En particular, la eclesiología de una comunión misionera reclama una mejor comprensión y conocimiento de la identidad de la Iglesia local y de la vida consagrada inserta en ella. Entendida como expresión de la única Iglesia universal, que aún siendo una parte, contiene, sin embargo, el todo. A la vez, esta parcela se constituye por una concreta y viviente convergencia de carismas, ministerios y funciones bajo la presidencia en la caridad, del Obispo, a quien “compete no sofocar al Espíritu, sino examinarlo todo y quedarse con lo bueno” (LG 12, AA 3).
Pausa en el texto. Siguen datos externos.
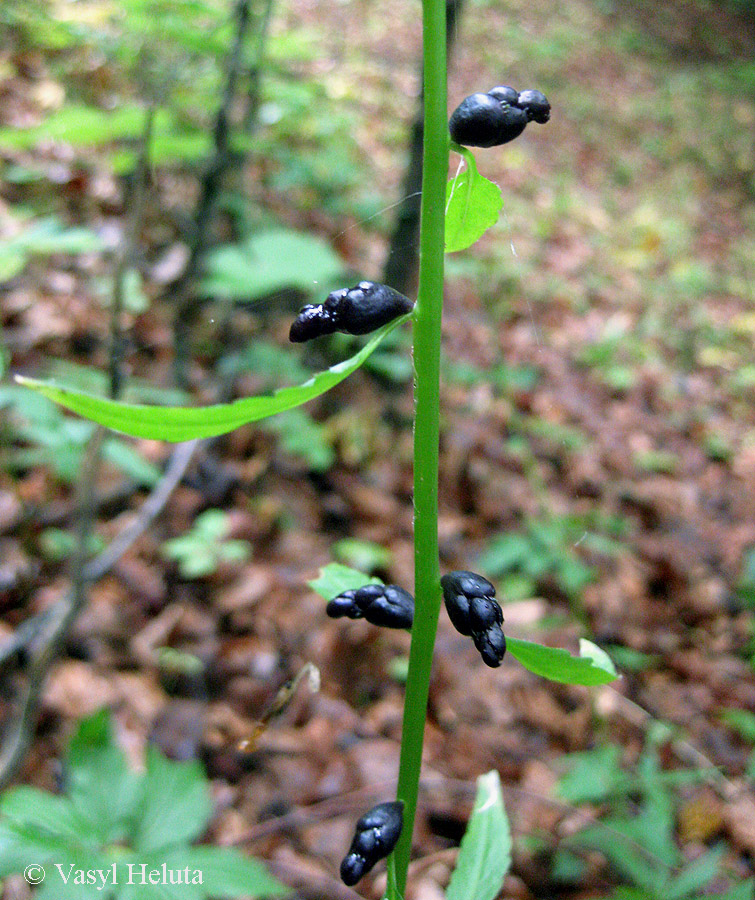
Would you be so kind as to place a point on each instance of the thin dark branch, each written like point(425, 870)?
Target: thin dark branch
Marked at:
point(400, 270)
point(46, 642)
point(255, 71)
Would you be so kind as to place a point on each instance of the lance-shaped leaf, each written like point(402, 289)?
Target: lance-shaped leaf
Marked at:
point(485, 853)
point(180, 423)
point(473, 204)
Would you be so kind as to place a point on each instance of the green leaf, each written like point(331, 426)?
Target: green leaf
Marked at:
point(131, 462)
point(473, 204)
point(485, 853)
point(177, 805)
point(593, 776)
point(178, 424)
point(743, 891)
point(599, 657)
point(228, 873)
point(334, 579)
point(149, 881)
point(558, 664)
point(271, 261)
point(362, 555)
point(102, 788)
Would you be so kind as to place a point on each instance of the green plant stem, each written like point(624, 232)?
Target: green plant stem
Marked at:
point(427, 324)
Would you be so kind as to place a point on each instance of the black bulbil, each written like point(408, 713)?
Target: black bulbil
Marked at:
point(358, 310)
point(470, 603)
point(384, 605)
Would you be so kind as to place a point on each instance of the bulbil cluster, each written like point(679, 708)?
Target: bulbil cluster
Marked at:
point(386, 605)
point(497, 117)
point(473, 611)
point(356, 310)
point(377, 833)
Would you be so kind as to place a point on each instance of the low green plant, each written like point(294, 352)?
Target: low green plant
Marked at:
point(39, 435)
point(43, 238)
point(454, 215)
point(545, 549)
point(115, 834)
point(206, 546)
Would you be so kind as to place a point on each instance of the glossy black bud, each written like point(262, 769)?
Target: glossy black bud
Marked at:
point(356, 310)
point(469, 583)
point(385, 605)
point(477, 121)
point(457, 607)
point(491, 645)
point(311, 322)
point(473, 611)
point(394, 609)
point(505, 94)
point(376, 834)
point(536, 106)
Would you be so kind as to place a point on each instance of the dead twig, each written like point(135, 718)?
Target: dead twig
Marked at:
point(184, 291)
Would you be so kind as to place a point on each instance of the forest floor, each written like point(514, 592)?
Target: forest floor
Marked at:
point(597, 463)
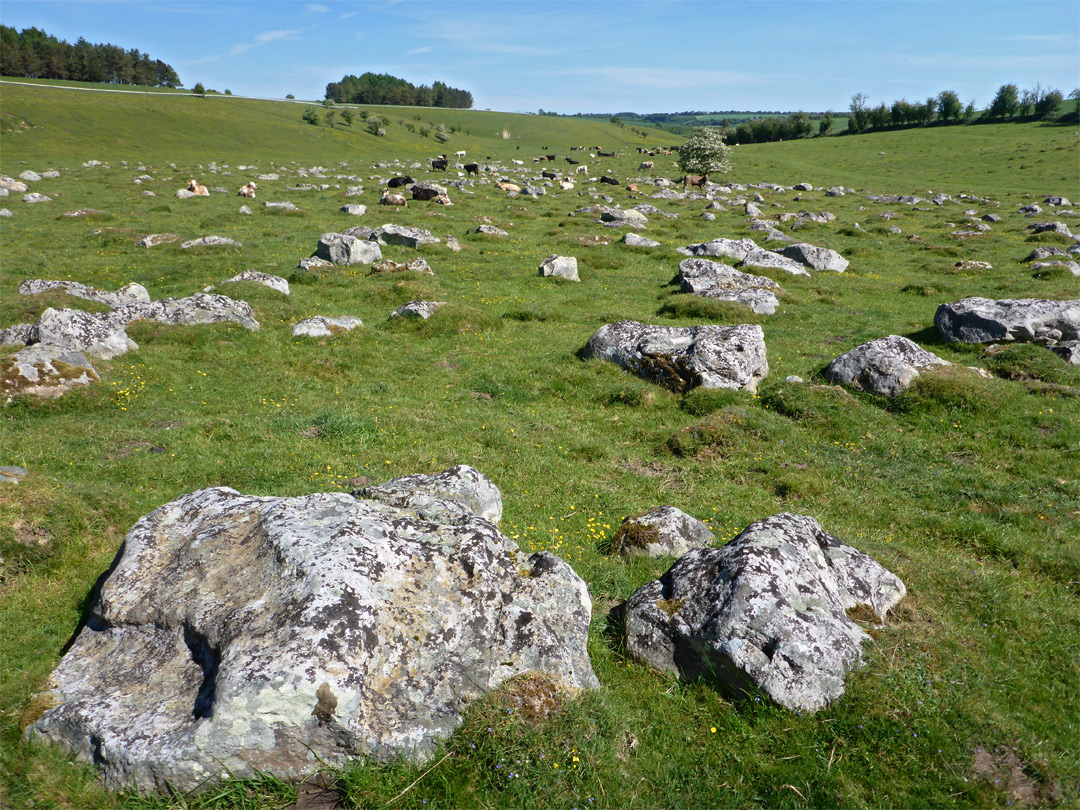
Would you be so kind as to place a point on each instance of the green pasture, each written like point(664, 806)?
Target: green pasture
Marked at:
point(967, 487)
En el corazón mismo de esta Iglesia particular nace y se desarrolla la Vida Consagrada “como don divino que la Iglesia recibió de su Señor” (LG 43), y  “como elemento decisivo para su misión,” (VC 3). Pertenece a ella de “manera peculiar”, esto es, sin ser considerada, casi exclusivamente, en relación a su funcionalidad, sino a su significatividad escatológica y profética en el seno del Pueblo de Dios, en una justa relación entre lo universal y lo particular de la Iglesia, que se verifica “cuando lo particular se abre a lo universal y se deja atraer y valorar por él” (Benedicto XVI, 5 noviembre 2010). Por su parte, se espera de los consagrados una actitud clara y sin ambigüedades, de inserción efectiva y afectiva en la Iglesia diocesana, donde en el desarrollo de  su misión gozan de una justa autonomía.
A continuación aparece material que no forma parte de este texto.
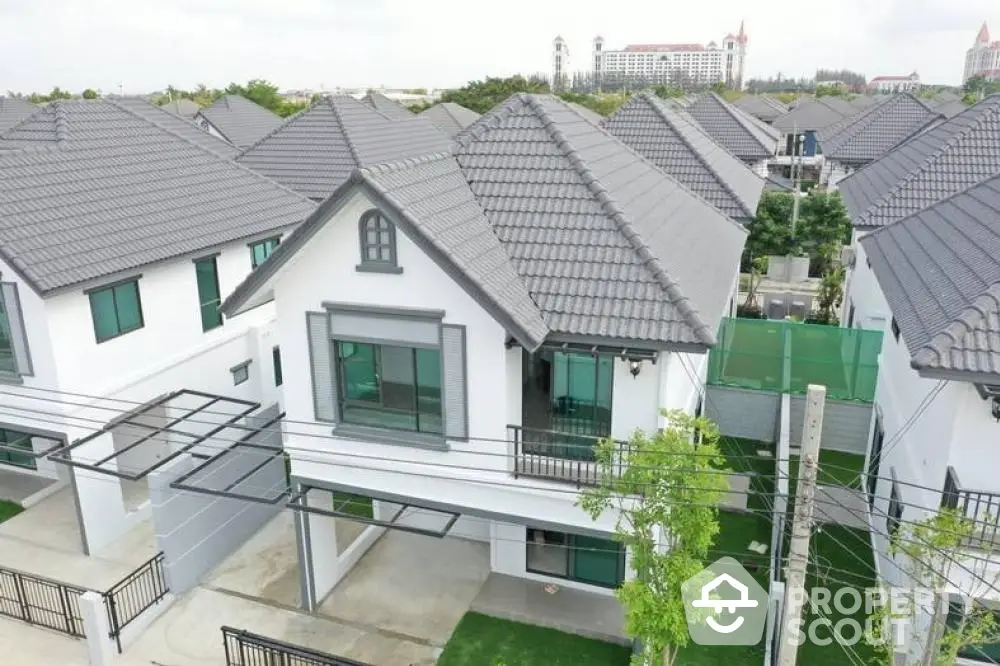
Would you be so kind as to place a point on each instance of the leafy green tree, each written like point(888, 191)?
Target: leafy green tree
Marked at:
point(481, 96)
point(664, 488)
point(927, 550)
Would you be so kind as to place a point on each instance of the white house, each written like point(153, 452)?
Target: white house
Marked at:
point(116, 245)
point(459, 329)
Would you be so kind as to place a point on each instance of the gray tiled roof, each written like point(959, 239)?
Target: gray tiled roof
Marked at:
point(951, 108)
point(450, 118)
point(761, 107)
point(878, 130)
point(184, 108)
point(13, 111)
point(732, 129)
point(607, 244)
point(940, 272)
point(316, 150)
point(673, 141)
point(74, 214)
point(929, 167)
point(83, 123)
point(386, 106)
point(808, 115)
point(238, 119)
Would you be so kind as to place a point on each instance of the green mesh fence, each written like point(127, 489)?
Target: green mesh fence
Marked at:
point(786, 356)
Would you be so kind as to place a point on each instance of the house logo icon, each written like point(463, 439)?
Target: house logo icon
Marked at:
point(725, 605)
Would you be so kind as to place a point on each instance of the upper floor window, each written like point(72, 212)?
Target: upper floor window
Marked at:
point(116, 310)
point(261, 250)
point(378, 244)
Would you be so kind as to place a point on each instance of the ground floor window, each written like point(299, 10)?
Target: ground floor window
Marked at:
point(389, 386)
point(11, 439)
point(585, 559)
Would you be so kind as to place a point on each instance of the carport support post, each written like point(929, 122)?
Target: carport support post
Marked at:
point(798, 551)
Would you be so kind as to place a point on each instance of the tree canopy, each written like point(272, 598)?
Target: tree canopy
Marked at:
point(481, 96)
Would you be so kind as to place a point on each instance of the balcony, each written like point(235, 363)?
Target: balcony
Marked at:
point(982, 507)
point(559, 456)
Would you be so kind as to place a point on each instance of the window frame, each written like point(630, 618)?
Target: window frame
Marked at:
point(112, 287)
point(366, 265)
point(263, 242)
point(279, 378)
point(218, 290)
point(377, 346)
point(243, 368)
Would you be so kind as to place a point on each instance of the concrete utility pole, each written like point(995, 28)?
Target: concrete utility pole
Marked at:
point(798, 551)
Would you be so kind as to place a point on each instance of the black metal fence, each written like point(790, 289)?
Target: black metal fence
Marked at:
point(42, 602)
point(246, 649)
point(560, 456)
point(134, 594)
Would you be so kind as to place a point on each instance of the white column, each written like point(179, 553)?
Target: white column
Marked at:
point(101, 650)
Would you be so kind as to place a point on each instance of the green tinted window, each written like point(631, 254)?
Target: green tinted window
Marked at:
point(116, 310)
point(259, 252)
point(208, 293)
point(389, 386)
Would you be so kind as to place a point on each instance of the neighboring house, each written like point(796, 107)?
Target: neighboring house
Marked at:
point(237, 120)
point(182, 107)
point(116, 245)
point(673, 141)
point(115, 120)
point(858, 141)
point(762, 107)
point(929, 167)
point(13, 111)
point(888, 85)
point(931, 281)
point(316, 150)
point(463, 327)
point(739, 133)
point(386, 106)
point(807, 119)
point(450, 118)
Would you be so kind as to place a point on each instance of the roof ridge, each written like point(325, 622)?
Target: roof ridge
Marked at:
point(197, 146)
point(347, 138)
point(61, 122)
point(732, 113)
point(405, 163)
point(931, 158)
point(659, 109)
point(121, 107)
point(960, 325)
point(610, 206)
La eclesiología de comunión se fomenta con la vivencia de una espiritualidad de comunión, que favorece actitudes de encuentro con el “otro”, por lo que requiere una conversión que lleve a un cambio en el modo de pensar, decir y obrar, personal e institucionalmente. Habrá relaciones mutuas como expresión de la comunión eclesial, allí donde existan auténticos “encuentros” entre personas y grupos de personas, que se acojan y escuchen con respeto y dialoguen con humildad y espíritu fraterno, donde se cultive la búsqueda común de la verdad y el deseo de una cooperación fraterna en bien de la misión. “No habrá  verdadera comunión allí donde algunos mandan y otros se someten, por miedo o conveniencia” (Francisco 28 octubre 2016). En la comunión hay que dar prioridad a la comunicación y al encuentro, sobre las funciones, ya que la comunión se abre a la acogida y al diálogo y nos preserva de la autorreferencialidad.
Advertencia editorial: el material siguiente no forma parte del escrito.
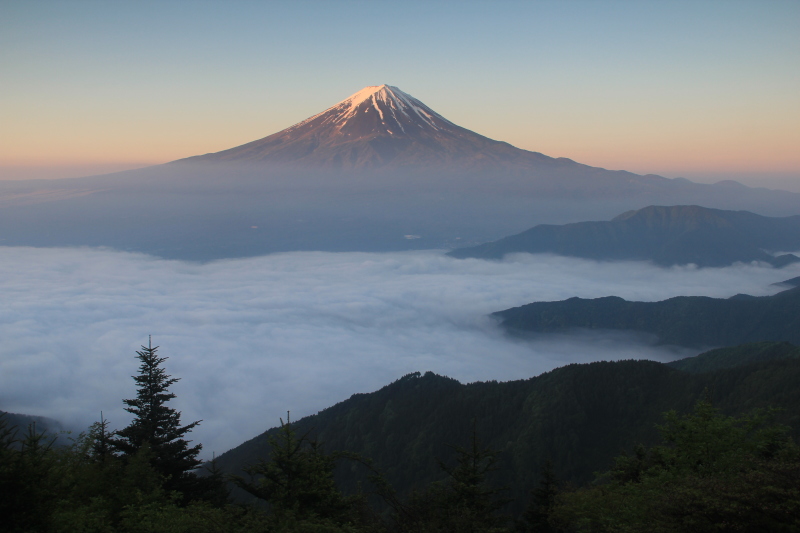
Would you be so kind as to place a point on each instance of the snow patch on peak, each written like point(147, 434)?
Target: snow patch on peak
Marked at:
point(392, 99)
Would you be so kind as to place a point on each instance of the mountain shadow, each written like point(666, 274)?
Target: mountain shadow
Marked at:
point(578, 417)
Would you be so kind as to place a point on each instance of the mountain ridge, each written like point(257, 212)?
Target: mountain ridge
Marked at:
point(692, 321)
point(666, 235)
point(375, 127)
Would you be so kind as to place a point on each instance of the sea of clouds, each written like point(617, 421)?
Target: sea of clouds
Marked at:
point(252, 338)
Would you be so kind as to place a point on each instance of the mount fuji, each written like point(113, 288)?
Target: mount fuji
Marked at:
point(378, 171)
point(377, 127)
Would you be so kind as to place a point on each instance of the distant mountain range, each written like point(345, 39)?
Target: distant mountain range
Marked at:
point(578, 417)
point(667, 236)
point(363, 175)
point(377, 127)
point(694, 321)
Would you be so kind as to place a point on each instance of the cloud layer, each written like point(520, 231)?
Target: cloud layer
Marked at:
point(253, 338)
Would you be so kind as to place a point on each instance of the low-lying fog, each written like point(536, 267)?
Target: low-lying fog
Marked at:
point(253, 338)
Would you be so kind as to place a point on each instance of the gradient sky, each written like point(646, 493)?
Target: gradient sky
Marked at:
point(702, 89)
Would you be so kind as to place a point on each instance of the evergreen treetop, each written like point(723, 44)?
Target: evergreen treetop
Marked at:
point(156, 426)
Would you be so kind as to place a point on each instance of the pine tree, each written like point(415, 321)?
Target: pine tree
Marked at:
point(157, 427)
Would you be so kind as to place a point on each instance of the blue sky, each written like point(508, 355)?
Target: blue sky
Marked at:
point(699, 89)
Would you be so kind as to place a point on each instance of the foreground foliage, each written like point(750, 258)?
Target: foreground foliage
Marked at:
point(706, 471)
point(712, 473)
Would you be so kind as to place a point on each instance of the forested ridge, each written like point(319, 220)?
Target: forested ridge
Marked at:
point(665, 235)
point(696, 321)
point(427, 453)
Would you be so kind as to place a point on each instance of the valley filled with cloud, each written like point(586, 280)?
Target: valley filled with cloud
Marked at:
point(252, 338)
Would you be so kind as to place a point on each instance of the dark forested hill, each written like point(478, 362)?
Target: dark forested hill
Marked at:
point(579, 417)
point(735, 356)
point(696, 321)
point(664, 235)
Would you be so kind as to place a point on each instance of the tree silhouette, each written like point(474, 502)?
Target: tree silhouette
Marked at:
point(156, 427)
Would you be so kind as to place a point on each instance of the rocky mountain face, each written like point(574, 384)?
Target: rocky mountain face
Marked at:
point(692, 321)
point(379, 171)
point(379, 126)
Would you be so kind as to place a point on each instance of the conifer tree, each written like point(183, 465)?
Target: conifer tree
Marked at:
point(157, 427)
La armonía de la comunión será el antídoto para las amenazas de absorción, aislamiento e independencia en las relaciones mutuas, que advertía el papa Benedicto, y a las que se ha sucumbido en nuestro tiempo. La diversidad de carismas enriquece la Iglesia y no es contraria a la comunión, que no es uniformidad sino armonía. El diálogo se distingue como cualidad de la comunión, y requiere una confianza mutua tal, que admite la posibilidad de tener en el “otro” una mediación del querer de Dios. El conocimiento y la estima mutua hacen posible esta confianza en las relaciones entre los pastores y los consagrados; también un conocimiento teológico, pero, sobre todo, afectivo y valorativo.

Auguramos unas nuevas relaciones mutuas en el Pueblo de Dios, que impliquen actitudes de encuentro, diálogo, de sincera conversión del corazón y de la mente para cambiar lo que pueda impedir una auténtica comunión misionera.